Events and seminars
SynthSys Seminar Series - Application of cell free synthetic gene networks in materials
Dr Thomas Howard (Molecular Biology and Biotechnology, School of Natural and Environmental Sciences, Newcastle University)
1st September 2022 at 12:00pm [Download iCalendar / .ics file]
C.H Waddington Building, Seminar room 1.08
Living organisms are capable of rapidly and sensitively responding to a wide range of environmental stimuli. At the cellular level, responses to such stimuli can be mediated through gene regulatory networks. These gene regulatory networks are highly sensitive, specific and modular. Synthetic biology tools can be used to create synthetic gene networks (SGNs) with comparable specificity and sensitivity to gene regulatory networks found in nature. These SGNs are typically implemented within cells, though there are a growing number of examples of SGNs that can operate in a cell-free environment, using cell-free protein expression protocols. These devices may operate in solution or supported by a solid matrix, for example on paper. Our group is exploring the possibility of using cell-free SGNs to functionalise materials. The aim is to develop tractable and programmable cell-free SGNs that can be embedded into materials to augment their function. To do this, we rely on a combination of iterative learning encompassing Design of Experiments (DoE), statistical and mathematical modelling and automated liquid handling. This seminar will discuss our work in this area, as well as reflecting on our experiences in implementing DoE within a biotechnology setting.

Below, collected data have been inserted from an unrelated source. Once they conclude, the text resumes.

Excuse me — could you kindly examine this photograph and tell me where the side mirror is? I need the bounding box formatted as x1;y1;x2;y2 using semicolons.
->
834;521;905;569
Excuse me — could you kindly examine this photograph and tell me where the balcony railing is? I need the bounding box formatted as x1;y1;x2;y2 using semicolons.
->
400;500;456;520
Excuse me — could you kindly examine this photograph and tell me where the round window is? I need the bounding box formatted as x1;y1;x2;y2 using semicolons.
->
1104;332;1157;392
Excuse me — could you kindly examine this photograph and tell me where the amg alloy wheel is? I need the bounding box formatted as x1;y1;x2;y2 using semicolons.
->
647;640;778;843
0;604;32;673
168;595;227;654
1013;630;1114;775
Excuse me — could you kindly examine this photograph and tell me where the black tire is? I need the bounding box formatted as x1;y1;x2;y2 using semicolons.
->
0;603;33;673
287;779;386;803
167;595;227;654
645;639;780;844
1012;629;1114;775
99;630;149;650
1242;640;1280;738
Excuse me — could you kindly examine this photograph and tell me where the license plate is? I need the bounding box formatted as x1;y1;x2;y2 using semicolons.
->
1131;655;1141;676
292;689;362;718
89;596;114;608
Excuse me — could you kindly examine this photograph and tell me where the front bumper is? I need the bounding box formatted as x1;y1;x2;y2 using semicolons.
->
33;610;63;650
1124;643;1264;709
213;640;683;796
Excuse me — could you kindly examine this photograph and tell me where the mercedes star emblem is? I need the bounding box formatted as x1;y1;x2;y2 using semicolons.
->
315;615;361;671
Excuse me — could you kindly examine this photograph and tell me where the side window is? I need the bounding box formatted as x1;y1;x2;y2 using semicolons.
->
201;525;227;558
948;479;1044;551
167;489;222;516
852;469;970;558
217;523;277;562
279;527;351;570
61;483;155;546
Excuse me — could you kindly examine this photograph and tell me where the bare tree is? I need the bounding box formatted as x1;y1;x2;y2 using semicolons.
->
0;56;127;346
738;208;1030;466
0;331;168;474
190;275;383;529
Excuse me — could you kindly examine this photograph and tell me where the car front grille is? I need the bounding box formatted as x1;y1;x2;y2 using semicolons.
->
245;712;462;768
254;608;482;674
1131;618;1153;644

Dr Howard trained as a plant biochemist and molecular biologist interested in the regulation of carbon metabolism. He completed his PhD at the University of Sheffield, before working at the University of Essex and the John Innes Centre. During this time, he characterised rapid, reversible protein-protein interactions that regulate the activities of carbon-fixing enzymes, studied the movement of carbon within plants, and investigated the genetics and biochemistry of starch biosynthesis. In 2011, Dr Howard moved to the University of Exeter where his interest in carbon flux continued, accompanied by a move from a reductionist approach to a constructionist one. Instead of dissecting metabolic pathways, he began building them. In 2015, Dr Howard moved to Newcastle University where he has since established his own research group. His group’s work focusses on developing methods to facilitate building and understanding complex biological systems, with particular interest in small-scale laboratory automation, statistical Design of Experiments and cell-free systems.